Entrepreneurs are reusing the old state prison | Business Observer
He has got everything. Barracks, kitchens, classrooms, lounges, a medical building and over 1,200 acres of property. What more could you ask for in a former maximum security prison?
This place – what was once the Hendry Correctional Institute – has so much to offer that a group of businessmen have breathed new life into it. They opened a training complex for the military, law enforcement and civilians at the Hendy County site, just east of the town of Immokalee in Collier County. They formed three companies based there: Tradecraft Range and Training Center, Force Center and Force IMI.
In the midst of the pandemic, they’ve had to get creative with marketing, including attracting new types of customers, but they have big plans for the property and are slowly rehabilitating it. A key? Focus on rehabilitation projects that will have the most immediate impact on income.
After the prison closed around 2012, the state sold the property to a real estate investor. The property is now owned by Naples investors Richard Mitchell and Robert White, under the South Florida Ops LLC, according to Hendry County property records.
Ryan Hillaker, Partner and President of Tradecraft Range and Training Center and Director of Business Development for Force Center, explains that Tradecraft Range and Training Center opened on the property in April 2019. “My goal was to create a shooting range for more experienced shooters, ”said Hillaker, who served in the Marines and worked in defense logistics.
Hillaker and a partner formed another partnership with Force Center, which opened on the property on March 1, 2020 – just before the pandemic-related closures began. Force Center provides training to law enforcement, the military, and other government entities. The third entity, Force IMI, is the internal training division. Now there are five partners with mutual business ownership, all leasing the property from the owner.
For Force Center, much of the expected income was based on military and police training. The pandemic has changed things. “Much of this training has been on a moratorium,” says Hillaker. Law enforcement budgets were shifted to operations, and there were obvious concerns about groups staying in open accommodations at the facility. Demand for law enforcement training is just starting to return, he said.
However, on the civilian side, the company is too efficient. Many indoor shooting ranges closed during parts of the pandemic and people searched for new places to go, finding out about Tradecraft. In recent months, firearms sales have increased alongside the demand for training.
This summer, a law enforcement demonstration day helped them demonstrate the facility, which can be used for a variety of training, from active marksmanship scenarios to skill to rifle marksmanship. through violence at work. Customers are also drawn from searches on Google, Tripadvisor and word of mouth. They planned to promote the facility at outdoor events, such as car shows and golf tournaments, where people might have a joint interest in guns. But the pandemic thwarted these plans. “It required us to be really creative and proactive,” says Hillaker.

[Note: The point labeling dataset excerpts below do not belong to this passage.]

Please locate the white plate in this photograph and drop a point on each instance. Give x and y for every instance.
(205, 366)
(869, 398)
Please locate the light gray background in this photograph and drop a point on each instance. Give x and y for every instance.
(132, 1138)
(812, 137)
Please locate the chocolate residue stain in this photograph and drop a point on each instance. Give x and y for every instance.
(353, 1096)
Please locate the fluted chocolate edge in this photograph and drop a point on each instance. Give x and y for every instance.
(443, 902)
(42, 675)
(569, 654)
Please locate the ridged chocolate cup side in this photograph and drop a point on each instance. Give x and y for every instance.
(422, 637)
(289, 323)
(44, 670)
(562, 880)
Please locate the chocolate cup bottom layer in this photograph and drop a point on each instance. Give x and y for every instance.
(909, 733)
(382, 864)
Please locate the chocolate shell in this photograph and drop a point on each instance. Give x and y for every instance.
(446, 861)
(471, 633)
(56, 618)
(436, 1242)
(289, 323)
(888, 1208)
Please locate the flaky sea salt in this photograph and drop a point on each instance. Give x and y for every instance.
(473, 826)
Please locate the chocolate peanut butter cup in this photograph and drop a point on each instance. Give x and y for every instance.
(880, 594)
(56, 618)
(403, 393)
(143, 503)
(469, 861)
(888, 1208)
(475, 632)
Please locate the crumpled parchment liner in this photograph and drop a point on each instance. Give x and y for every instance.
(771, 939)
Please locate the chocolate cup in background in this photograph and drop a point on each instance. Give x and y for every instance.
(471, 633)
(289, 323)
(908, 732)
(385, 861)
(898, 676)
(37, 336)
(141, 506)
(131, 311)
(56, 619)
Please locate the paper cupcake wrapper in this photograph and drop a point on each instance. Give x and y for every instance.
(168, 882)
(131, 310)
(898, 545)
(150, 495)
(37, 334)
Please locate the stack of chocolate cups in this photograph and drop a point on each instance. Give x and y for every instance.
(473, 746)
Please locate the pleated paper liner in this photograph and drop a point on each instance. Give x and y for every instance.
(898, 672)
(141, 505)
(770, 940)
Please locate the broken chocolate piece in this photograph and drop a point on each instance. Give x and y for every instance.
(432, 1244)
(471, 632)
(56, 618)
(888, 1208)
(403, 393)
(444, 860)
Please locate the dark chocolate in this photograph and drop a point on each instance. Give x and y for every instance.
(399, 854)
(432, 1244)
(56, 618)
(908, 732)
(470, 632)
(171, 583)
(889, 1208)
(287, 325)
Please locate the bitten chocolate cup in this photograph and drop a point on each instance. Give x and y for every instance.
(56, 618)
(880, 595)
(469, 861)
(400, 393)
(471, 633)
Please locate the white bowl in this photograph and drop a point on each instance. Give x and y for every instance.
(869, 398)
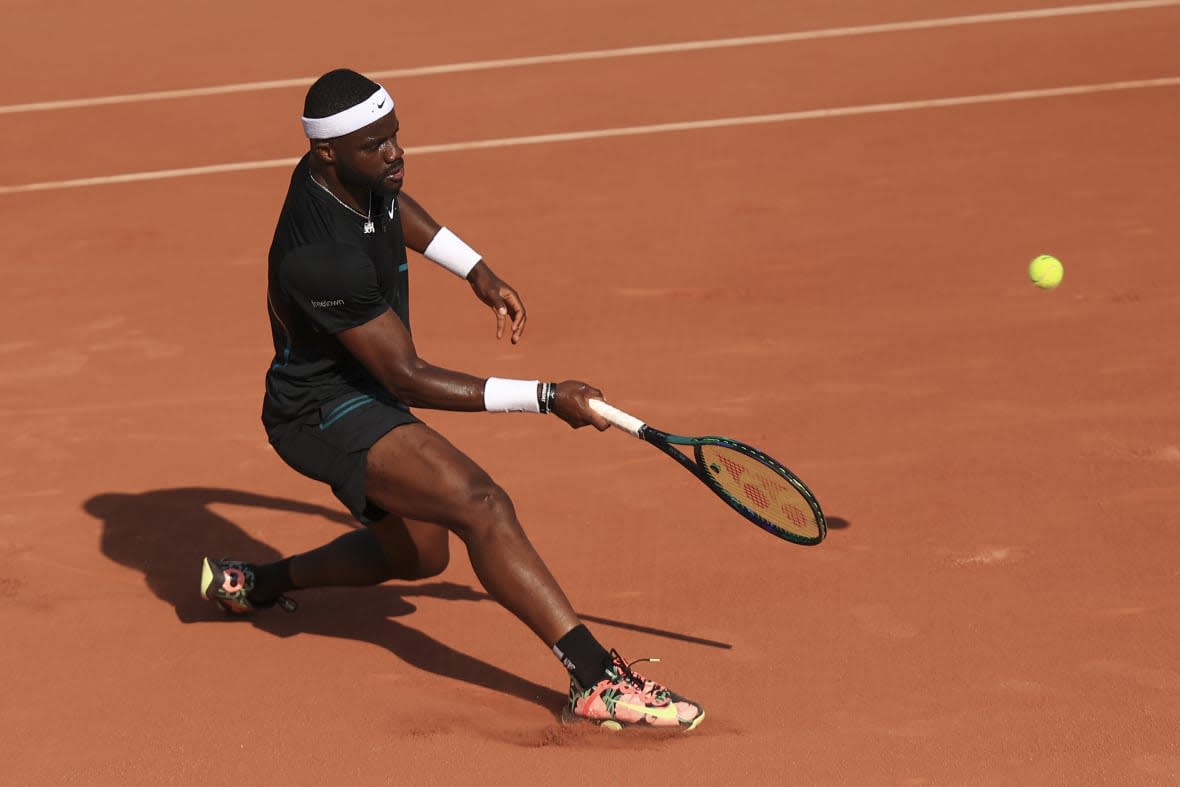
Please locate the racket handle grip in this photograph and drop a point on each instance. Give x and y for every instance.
(617, 418)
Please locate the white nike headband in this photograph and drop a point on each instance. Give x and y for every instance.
(372, 109)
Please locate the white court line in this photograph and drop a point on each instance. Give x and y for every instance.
(629, 131)
(602, 54)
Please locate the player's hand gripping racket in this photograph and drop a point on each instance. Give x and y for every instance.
(753, 484)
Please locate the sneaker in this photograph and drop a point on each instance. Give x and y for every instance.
(625, 699)
(228, 583)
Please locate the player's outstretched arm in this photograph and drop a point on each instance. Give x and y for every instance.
(386, 349)
(426, 236)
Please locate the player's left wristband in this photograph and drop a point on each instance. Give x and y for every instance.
(503, 395)
(447, 250)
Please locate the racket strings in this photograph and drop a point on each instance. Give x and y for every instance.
(760, 490)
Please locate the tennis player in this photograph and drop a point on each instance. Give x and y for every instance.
(341, 386)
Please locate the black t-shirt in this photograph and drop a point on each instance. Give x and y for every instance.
(327, 275)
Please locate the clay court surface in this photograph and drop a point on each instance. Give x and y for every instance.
(996, 601)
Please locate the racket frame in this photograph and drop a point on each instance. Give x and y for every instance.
(668, 444)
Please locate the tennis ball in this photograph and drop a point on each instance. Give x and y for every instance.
(1046, 271)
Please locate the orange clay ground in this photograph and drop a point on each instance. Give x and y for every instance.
(996, 601)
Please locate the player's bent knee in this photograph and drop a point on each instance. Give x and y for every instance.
(485, 506)
(433, 562)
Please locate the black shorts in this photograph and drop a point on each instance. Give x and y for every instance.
(332, 446)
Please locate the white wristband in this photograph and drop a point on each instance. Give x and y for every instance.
(447, 250)
(503, 395)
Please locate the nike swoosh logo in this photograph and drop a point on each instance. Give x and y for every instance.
(661, 712)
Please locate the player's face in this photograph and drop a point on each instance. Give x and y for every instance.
(371, 157)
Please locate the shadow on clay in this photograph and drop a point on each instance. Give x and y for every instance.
(164, 533)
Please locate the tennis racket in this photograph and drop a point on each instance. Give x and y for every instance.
(752, 483)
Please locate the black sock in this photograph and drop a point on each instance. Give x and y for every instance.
(271, 581)
(582, 655)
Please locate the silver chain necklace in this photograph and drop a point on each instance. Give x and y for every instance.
(369, 228)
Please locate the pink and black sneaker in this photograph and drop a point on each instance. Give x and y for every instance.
(625, 699)
(228, 583)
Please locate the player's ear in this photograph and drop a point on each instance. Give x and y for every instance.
(322, 150)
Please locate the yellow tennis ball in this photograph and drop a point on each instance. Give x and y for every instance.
(1046, 271)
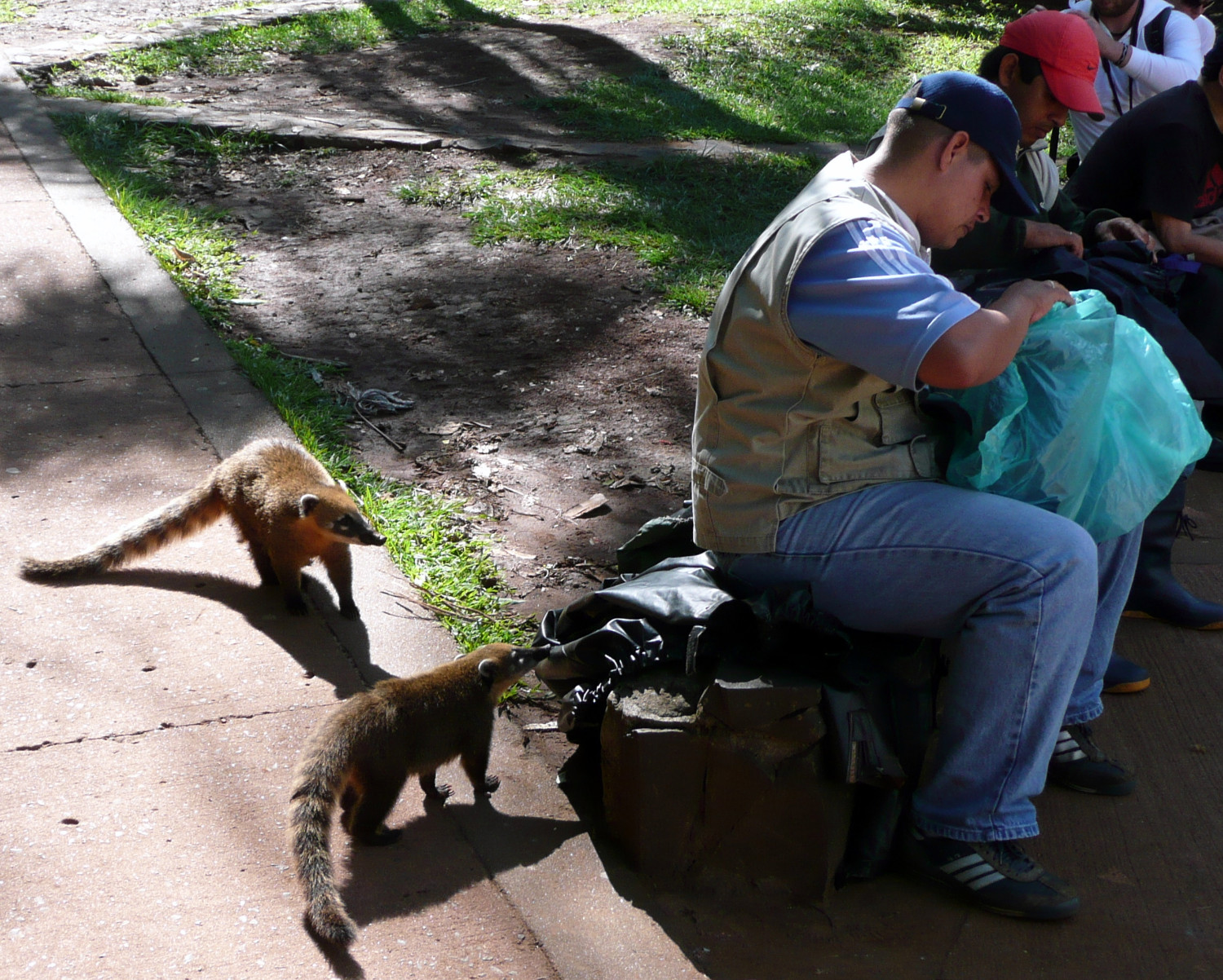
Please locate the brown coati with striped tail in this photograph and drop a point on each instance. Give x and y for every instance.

“It would be over $ 50 million to recreate what we have on level ground. It is a solid construction. Concrete and steel last a long time. We really have the backbone of what we need out there. Ryan Hillaker, Force Center and Tradecraft Range and Training Center
The creative approach has been to call real estate agencies to promote their agent safety program and to host games, such as airsoft, a shooter that uses plastic projectiles. Hillaker says laser tag and airsoft weren’t on their radar before, but generated additional income. They also provided a good business lesson: be open to new sources of income and not be hampered by the initial strategy.
The team has also been busy assessing the renovation needs of the massive site. There is hurricane damage and leaky roofs. Hillaker says there are around 40 buildings on the property in various rehab states along with plenty of open space. The footprint is approximately 2 miles long and a quarter of a mile wide. The buildings include four barracks, each housing around 50 people. “We rehabilitated one,” Hillaker says. “We have the capacity to house a small military unit or a large law enforcement unit and keep them on property.”
For now, the plan is to figure out which projects can be monetized fastest and make the improvements that will lead to more business. “You just have to choose,” says Hillaker. “You could lose millions and millions in the blink of an eye.”
The partners have been cautious about investing in the property, he says, as they don’t know how long the income will be affected by the pandemic, but they have already invested hundreds of thousands of dollars. After the summer, Hillaker hopes law enforcement and military training will pick up the pace and the projected budget will approach $ 1 million.
Next on the list is to fix the property’s kitchens, so they can accommodate 50 to 100 people on site without having to call in catering. They also plan to add more classrooms. “Property is slowly but surely being brought up to better standards,” he says.
Starting with the infrastructure of a former prison was a major advantage. “It would take over $ 50 million to recreate what we have on level ground,” says Hillaker. “It’s a solid construction. Concrete and steel last a long time. We really have the backbone of what we need out there.